Designed by architect C.H. Page & Brother and erected in 1906, the Old Main Building of Blinn College in Brenham, TX, has undergone a number of interior renovations over its 115 years of service to the campus.  Users have benefitted from restroom expansions and additions, modernized electrical and telecommunication features, an elevator, and a fire suppression system.  Since 1962, when Old Main received Recorded Texas Historic Landmark designation, all renovation projects are subject to review under the Antiquities Code of Texas by the Texas Historical Commission (THC) and are required to conform to the Secretary of the Interior’s Standards for the Treatment of Historic Properties.  In other words, architects, preservationists, and authorities having jurisdiction are bound to approaching historic buildings in a collaborative manner when repairs and renovations become necessary.

While historic preservation is not a foreign project type to The Arkitex Studio, the immediate call to action on this project made it a unique one.  Old Main was among the victims of the February 2021 winter storm when a concealed third-floor sprinkler pipe froze and then burst, causing significant water damage to the floors below.  As a result, the building was taken offline and forced into Rehabilitation – the first and most commonly applied of the standards developed by the National Parks Service.  Preservation, Restoration, and Reconstruction round out the other developed standards.

Blinn officials engaged Blackmon Mooring’s disaster recovery team to begin removals of water-damaged non-historic materials while entrusting our team at The Arkitex Studio with writing the specifications for treatment of the historic features during the removals and reinstallation or replacement processes.  At the same time, Blinn’s insurance company deployed an agent to document damaged conditions and start the claims process, with Madison Construction brought in to provide estimates until the full scope of work could be conveyed in drawing format.
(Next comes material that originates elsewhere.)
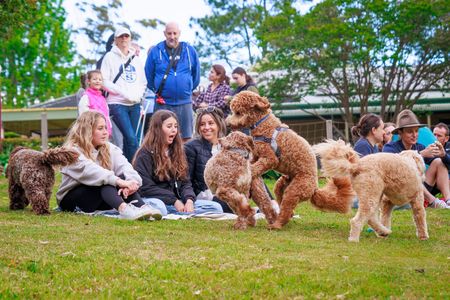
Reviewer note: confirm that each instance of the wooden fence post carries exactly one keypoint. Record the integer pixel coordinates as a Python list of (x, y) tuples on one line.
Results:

One of the most beneficial tools at the outset of this project was the 3D modeling provided by Blinn’s insurance company, a necessary, welcome, and expeditious member of Old Main’s rehab support group.  Within days of our first team meeting, a Matterport camera digitized the entire 4-story Mission Revival Style building in its damaged state.  The resulting model allowed team members to, at any time needed, tour the building floor-by-floor, room-by-room repeatedly and remotely.  Once Blackmon Mooring finished their mitigation process, another Matterport model followed.  The “before and after” comparison helped refine the extent of repairs needed, especially where they might have been underestimated before walls and ceilings were physically removed.

The ability to “field verify” conditions at the click of a link saved hours of travel time between Bryan and Brenham and streamlined the efficiency with which documents could be assembled for pricing.  Instead of taking, downloading, labeling, and organizing hundreds of photos for reference in the initial stage, we could rely on the model to inform the broad strokes such as finished floor and reflected ceiling plans, and to answer the more tedious questions quickly.  Was the 3-part original wood baseboard removed entirely along the length of the 2nd Floor Central Hallway, or just partially?  And all three parts or just the shoe moulding?  Which door casings were removed and saved for reinstallation?  Was it only the furr-down in Classroom 307 that was damaged, or did some of the ceiling also have to come out?  The pop-up questions were seemingly never-ending, but the Matterport model’s accurate built-in measuring tool and high resolution visual coverage of more than 33,000 square feet of interior space provided the answers and prevented exhaustive on site walk-throughs.

Decommissioning Old Main for Rehabilitation gave the Blinn trustees an opportunity to proceed with other renovations and upgrades unrelated to the storm damage.  With Winter Storm Repairs under one budget, Renovations under another, and both marching along the same completion timeline, it’s no wonder why insurance companies have invested in digital documentarians.  We’ve all become accustomed to taking virtual tours offered by the entertainment and real estate industries, but seeing the 3D scanning technology put to use in Old Main highlighted the transformative power it can bestow upon the design and construction industries as well.

The beloved Old Main will remain in hibernation through the 2021 winter season, but it will emerge in 2022 rested, refreshed, and ready for occupancy before summer.